Jon Bentley-Leek

How to control costs on your building project

by 14th Apr, 2014

A home extensionA home extension

You’ve decided to embark on a building project because you may need extra space or may want to live your life differently. Once you’ve made this decision, the most important thing to know is how much it will cost.

Understanding your vision, your timescale and your budget

From the very first meeting with you there are three things we like to understand.

  • your vision of space
  • your vision of timescale
  • your vision of budget.

These are all vital to the success of your project. Each of them affects the others and everyone involved needs to understand them and buy into them.

Establishing your budget

When we understand your vision of space, timescale and budget, we can relate these to other projects of a similar scale and give you an idea of likely cost.

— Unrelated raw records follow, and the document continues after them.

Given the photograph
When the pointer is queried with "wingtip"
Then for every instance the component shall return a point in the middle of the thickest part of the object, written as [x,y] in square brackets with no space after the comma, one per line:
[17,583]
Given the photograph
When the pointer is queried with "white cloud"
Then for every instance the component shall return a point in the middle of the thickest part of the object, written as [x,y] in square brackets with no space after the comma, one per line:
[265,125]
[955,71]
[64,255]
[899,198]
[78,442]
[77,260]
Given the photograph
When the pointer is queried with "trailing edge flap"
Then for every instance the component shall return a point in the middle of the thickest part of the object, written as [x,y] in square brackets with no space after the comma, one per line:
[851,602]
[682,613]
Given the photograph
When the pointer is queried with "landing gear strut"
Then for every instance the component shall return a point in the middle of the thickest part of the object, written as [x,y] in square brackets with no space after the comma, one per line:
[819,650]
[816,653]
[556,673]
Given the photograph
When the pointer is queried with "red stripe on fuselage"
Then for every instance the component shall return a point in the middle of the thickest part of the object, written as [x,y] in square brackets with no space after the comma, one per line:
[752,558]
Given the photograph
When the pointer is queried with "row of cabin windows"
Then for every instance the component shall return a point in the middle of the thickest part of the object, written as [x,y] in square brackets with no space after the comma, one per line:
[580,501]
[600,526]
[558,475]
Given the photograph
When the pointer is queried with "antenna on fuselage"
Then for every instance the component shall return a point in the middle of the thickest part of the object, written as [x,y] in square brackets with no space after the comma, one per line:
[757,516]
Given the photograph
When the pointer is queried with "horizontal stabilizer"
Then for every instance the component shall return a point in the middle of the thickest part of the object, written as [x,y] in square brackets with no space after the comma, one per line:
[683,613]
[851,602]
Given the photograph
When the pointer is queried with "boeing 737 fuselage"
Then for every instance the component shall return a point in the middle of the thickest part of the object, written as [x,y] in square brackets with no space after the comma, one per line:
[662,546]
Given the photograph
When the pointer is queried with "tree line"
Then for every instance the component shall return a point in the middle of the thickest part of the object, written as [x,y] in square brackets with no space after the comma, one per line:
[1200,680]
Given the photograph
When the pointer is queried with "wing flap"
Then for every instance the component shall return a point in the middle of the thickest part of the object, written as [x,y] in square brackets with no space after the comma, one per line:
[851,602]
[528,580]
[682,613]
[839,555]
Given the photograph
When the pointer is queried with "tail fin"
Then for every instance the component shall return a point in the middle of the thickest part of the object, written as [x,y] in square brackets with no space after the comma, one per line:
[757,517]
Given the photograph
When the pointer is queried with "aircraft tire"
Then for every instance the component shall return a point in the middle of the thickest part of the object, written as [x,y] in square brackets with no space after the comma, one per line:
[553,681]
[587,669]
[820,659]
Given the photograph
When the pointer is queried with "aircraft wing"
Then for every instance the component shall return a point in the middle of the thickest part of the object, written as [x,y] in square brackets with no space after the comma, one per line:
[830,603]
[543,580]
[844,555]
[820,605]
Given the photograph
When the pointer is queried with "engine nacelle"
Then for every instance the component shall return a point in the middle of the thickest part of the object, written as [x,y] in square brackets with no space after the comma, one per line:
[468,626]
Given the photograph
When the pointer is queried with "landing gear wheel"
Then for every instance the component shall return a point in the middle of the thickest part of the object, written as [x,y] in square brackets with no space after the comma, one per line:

If there is a mismatch between your vision and your budget, we can work with you to look at your requirements in a different way. It may be that internal restructuring could give you what you need at a considerably lower cost.

Keeping your budget under control

There are several ways to control (and even reduce) costs throughout the lifetime of your project. Understanding these is very useful, especially when your budget is tight.

Here are some tips.

  • Don’t build what you don’t need.
    Develop a plan where everything in the building has a fundamental need. Having a rigour about this process helps to control costs further into the project, because a great deal of thought has gone into what’s required.
  • Look at what you’ve got and ask how you can make your existing space work better.
    As a general rule, reconfiguring existing space costs half the price of building new space.
  • Think about materials and what’s valuable to you.
    We often suggest having one focal feature that you love, whether that’s a sliding door, an oak floor or a woodburner. Spend your money on this key feature and use less expensive materials elsewhere.
  • Consider the costs involved in bringing the project to completion.
    Careful planning and drawings save expensive experiments on-site. To adapt a common maxim, plan twice, build once.
  • Create a shopping list for the project and put it out to tender.
    We typically find that tenders can differ by up to 25% and 40% of the project cost, so it pays to ask multiple contractors to quote to ensure you’re getting the best price. The price tendered forms the basis of the contract with your builder and makes it much easier to manage costs once you’re at the build stage.
  • Manage costs during the build stage.
    When we are managing a project we keep a close eye on the costs on site and often find that we can continue to make savings throughout the life of the build. We also benefit from the tender process, which has affixed a cost to every item involved in the build and makes it easier to see additional costs as they arise.

When it comes to telling you how much a project will cost, many people will tell you “how long is a piece of string”. But following this process helps you to set and stick to your budget – and to create a solution that gives you everything you want.